José Antonio Zarzalejos-El Confidencial
¿Cuál de los dos escenarios es más cierto: el pirotécnico del martes en la carrera de San Jerónimo o el del salón de plenos del Supremo?
La sesión constitutiva del Congreso respondió a la previsión más elemental: los independentistas —en este caso, dirigentes del proceso soberanista sometidos a un proceso penal— procuraron explotar todas las contradicciones que conlleva el ejercicio de la democracia. Y lo hicieron con notable éxito, porque el nuestro es un sistema desarmado, jurídicamente hablando, de defensas formales y, políticamente, sin cultura de actitudes estadistas para ennoblecer los rituales institucionales.
Los separatistas, tanto en Madrid como en Barcelona, han demostrado que la idolatría a la nación catalana independiente de España implica para ellos una sacralidad tan absoluta que autoriza sesiones parlamentarias totalitarias como las del 6 y 7 de septiembre de 2017 en el Parlamento de Cataluña (leyes de desconexión); el aplastamiento de los derechos de los grupos parlamentarios, como el veto a la elección de Miquel Iceta como senador autonómico —que corregirá el Tribunal Constitucional—; la representación que montaron el pasado martes en el Congreso de los Diputados, con la ayuda de obsequiosidades excesivas de otros políticos que debieron comportarse con mayor sobriedad gestual, y, en fin, la instrumentación de la propia Generalitat al servicio de sus intereses.

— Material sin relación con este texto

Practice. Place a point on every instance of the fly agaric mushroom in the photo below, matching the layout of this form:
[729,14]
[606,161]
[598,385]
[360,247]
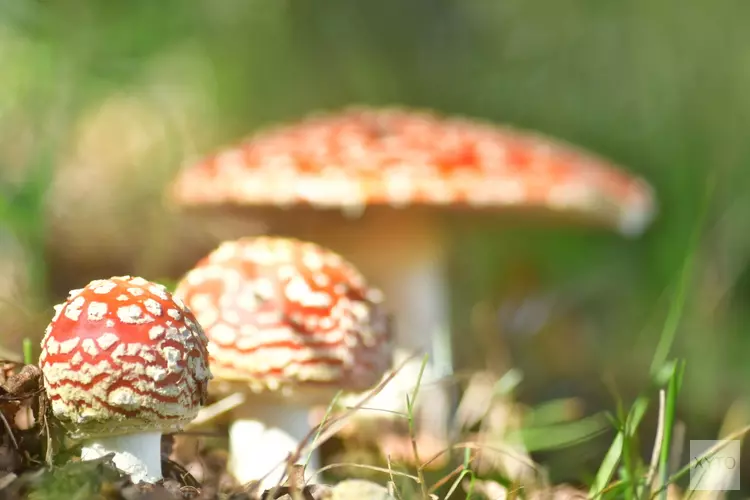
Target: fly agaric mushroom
[408,167]
[123,362]
[289,324]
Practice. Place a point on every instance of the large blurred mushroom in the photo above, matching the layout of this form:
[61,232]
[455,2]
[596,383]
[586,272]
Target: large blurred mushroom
[289,324]
[406,168]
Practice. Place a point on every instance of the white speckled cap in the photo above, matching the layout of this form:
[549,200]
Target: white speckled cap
[121,355]
[394,157]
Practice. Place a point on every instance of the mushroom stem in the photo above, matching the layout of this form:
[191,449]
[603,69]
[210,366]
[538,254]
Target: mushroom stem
[417,293]
[263,435]
[136,454]
[402,253]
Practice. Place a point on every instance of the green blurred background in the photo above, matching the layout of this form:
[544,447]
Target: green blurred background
[102,102]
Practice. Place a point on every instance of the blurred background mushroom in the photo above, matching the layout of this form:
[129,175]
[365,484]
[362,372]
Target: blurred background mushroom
[372,183]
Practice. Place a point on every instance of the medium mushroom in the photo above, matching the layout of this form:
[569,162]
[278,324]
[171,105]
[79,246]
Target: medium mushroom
[124,361]
[407,168]
[289,324]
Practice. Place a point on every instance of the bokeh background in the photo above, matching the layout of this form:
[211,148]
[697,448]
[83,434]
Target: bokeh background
[102,102]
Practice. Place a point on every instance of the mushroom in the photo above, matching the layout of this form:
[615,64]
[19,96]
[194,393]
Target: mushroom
[407,168]
[289,324]
[123,362]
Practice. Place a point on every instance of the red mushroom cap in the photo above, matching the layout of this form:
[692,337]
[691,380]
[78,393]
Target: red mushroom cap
[281,313]
[122,354]
[395,157]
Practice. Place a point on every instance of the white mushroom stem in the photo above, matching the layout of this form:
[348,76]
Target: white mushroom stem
[136,454]
[262,435]
[402,252]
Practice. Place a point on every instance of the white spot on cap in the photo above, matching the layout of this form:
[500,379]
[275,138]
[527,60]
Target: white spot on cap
[156,372]
[153,307]
[67,346]
[89,347]
[159,290]
[97,310]
[103,287]
[155,332]
[73,311]
[124,397]
[133,315]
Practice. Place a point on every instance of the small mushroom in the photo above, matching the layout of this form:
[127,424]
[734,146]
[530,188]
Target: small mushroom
[289,324]
[123,362]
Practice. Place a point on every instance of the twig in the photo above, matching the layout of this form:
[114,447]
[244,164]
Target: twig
[656,452]
[10,430]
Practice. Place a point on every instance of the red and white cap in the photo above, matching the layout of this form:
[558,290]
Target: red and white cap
[122,355]
[282,314]
[396,157]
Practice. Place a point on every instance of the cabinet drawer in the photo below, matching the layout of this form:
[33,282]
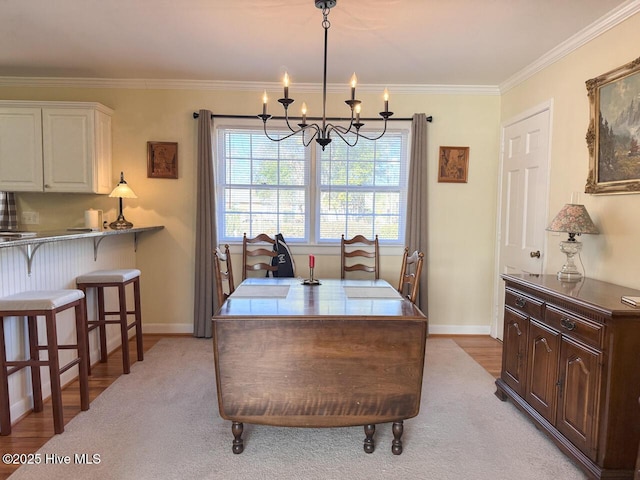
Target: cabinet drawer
[523,303]
[575,327]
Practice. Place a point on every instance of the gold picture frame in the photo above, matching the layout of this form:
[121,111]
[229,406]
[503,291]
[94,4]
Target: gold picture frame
[162,159]
[453,164]
[613,135]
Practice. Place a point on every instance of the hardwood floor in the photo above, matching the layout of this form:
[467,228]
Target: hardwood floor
[485,350]
[34,429]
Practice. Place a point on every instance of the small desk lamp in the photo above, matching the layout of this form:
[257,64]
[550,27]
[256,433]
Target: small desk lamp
[121,191]
[574,220]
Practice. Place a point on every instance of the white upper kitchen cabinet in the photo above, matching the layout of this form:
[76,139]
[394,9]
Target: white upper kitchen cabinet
[55,147]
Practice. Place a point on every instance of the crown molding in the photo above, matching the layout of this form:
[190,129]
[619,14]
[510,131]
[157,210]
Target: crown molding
[613,18]
[174,84]
[605,23]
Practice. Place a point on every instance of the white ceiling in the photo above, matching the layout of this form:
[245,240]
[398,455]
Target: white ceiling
[387,42]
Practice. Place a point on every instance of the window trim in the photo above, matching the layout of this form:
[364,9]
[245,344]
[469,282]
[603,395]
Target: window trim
[312,193]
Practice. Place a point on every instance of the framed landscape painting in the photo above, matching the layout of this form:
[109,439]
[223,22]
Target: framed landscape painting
[453,164]
[162,159]
[613,136]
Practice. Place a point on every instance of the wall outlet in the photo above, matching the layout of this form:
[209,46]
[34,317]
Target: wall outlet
[30,218]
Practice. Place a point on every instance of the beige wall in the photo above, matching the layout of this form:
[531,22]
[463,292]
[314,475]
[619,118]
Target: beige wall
[461,216]
[610,256]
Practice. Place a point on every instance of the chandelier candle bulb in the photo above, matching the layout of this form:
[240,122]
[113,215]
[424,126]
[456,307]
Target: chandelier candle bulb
[354,81]
[286,85]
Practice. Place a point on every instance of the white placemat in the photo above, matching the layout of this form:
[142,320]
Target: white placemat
[261,291]
[372,292]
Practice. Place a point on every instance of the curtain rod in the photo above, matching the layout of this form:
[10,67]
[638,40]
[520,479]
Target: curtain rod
[213,115]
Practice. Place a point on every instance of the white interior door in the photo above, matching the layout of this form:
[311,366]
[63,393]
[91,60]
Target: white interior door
[523,200]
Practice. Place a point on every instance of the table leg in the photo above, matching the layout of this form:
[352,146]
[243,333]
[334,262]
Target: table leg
[369,446]
[396,445]
[238,443]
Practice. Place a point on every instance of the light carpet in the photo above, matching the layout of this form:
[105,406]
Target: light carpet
[162,422]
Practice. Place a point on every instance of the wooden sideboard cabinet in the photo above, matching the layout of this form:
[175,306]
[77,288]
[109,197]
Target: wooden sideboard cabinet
[571,362]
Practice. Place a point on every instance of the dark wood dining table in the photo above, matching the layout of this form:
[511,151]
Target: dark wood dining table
[341,353]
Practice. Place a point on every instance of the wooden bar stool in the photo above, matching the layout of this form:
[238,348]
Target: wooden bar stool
[48,304]
[100,280]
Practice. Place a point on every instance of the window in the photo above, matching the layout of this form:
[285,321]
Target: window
[265,186]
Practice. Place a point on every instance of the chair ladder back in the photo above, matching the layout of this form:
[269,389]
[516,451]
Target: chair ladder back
[410,274]
[373,253]
[259,246]
[223,258]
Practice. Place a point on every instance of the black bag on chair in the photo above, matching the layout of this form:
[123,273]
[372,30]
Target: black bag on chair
[284,259]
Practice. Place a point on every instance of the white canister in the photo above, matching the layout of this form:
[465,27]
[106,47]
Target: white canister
[93,219]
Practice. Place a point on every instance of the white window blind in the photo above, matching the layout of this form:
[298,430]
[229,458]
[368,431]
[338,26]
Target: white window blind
[308,195]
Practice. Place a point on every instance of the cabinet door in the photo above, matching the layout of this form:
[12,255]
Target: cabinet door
[514,346]
[21,149]
[543,354]
[68,149]
[579,380]
[103,183]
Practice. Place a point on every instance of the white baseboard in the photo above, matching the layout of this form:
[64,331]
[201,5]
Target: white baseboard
[459,329]
[184,328]
[167,328]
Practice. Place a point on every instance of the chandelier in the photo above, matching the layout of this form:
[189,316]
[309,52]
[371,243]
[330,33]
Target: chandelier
[322,132]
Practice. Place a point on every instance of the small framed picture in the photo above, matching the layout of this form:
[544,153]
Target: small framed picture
[162,159]
[453,164]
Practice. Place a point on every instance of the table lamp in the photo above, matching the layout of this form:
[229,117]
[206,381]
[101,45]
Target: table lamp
[574,220]
[121,191]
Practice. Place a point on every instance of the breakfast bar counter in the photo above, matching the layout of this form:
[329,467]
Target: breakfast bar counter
[31,241]
[13,239]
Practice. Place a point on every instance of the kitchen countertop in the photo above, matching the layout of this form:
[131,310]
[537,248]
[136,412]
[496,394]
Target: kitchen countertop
[63,235]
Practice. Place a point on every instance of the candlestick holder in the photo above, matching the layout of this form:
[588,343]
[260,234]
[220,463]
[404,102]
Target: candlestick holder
[311,280]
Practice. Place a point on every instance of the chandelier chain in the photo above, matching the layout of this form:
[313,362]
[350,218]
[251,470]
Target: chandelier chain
[322,132]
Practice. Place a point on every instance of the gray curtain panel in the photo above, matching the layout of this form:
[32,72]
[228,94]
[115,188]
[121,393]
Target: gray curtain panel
[416,235]
[8,215]
[206,234]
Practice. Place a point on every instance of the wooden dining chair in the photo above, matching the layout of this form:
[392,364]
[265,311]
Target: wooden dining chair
[223,272]
[372,253]
[410,274]
[258,250]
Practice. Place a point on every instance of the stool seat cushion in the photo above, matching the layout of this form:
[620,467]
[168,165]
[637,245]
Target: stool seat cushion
[109,276]
[39,300]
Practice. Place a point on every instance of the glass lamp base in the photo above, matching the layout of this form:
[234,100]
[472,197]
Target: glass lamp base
[120,224]
[569,272]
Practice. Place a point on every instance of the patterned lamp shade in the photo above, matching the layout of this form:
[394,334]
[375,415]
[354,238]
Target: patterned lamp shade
[573,219]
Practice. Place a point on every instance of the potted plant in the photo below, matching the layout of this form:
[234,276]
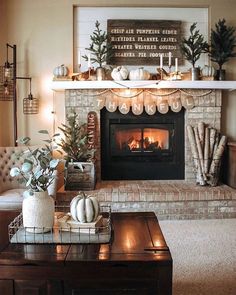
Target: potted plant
[80,170]
[100,49]
[192,48]
[222,45]
[38,172]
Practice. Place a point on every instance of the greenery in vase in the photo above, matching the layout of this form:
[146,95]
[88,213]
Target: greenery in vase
[100,48]
[193,46]
[38,170]
[222,44]
[75,143]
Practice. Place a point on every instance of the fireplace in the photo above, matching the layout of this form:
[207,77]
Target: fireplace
[142,147]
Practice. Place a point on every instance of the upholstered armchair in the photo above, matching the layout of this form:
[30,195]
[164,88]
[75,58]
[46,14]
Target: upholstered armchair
[11,191]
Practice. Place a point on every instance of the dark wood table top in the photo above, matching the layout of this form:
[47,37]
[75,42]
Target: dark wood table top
[136,237]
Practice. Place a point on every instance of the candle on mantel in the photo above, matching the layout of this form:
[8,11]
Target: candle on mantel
[161,61]
[176,64]
[169,64]
[79,57]
[89,60]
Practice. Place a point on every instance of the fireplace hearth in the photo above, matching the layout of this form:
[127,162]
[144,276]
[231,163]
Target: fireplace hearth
[142,147]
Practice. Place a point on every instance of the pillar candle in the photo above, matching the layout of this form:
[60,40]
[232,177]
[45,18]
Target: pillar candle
[176,64]
[161,61]
[169,59]
[79,58]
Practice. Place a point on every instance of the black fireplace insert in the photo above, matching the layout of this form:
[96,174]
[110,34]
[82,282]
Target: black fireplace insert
[142,147]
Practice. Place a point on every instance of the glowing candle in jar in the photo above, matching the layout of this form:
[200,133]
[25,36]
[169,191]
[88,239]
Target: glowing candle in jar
[176,64]
[169,59]
[79,58]
[89,60]
[161,61]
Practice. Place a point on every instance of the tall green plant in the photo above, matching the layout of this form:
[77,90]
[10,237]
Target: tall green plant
[75,143]
[100,48]
[38,170]
[222,44]
[193,46]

El hecho de que nuestro Estado disponga de un metabolismo político a prueba de bombas permite todo eso y mucho más. No se vino abajo con 40 años de terrorismo crudelísimo ni con las provocaciones institucionales de sus epígonos, mucho menos con estos desafíos éticos y estéticos al sistema que ofrece trampantojos como el del pleno del Congreso de los Diputados, porque la otra realidad se proyecta en el Palacio de las Salesas y en el desarrollo del juicio oral de la causa especial que juzga la Sala Segunda por rebelión, sedición, desobediencia y malversación a nueve políticos catalanes, cinco de los cuales fueron excarcelados —y festejados— el martes en la Cámara Baja y, en menor medida, en el Senado. ¿Cuál de los dos escenarios es más cierto: el pirotécnico del martes en la carrera de San Jerónimo o el del salón de plenos del Supremo?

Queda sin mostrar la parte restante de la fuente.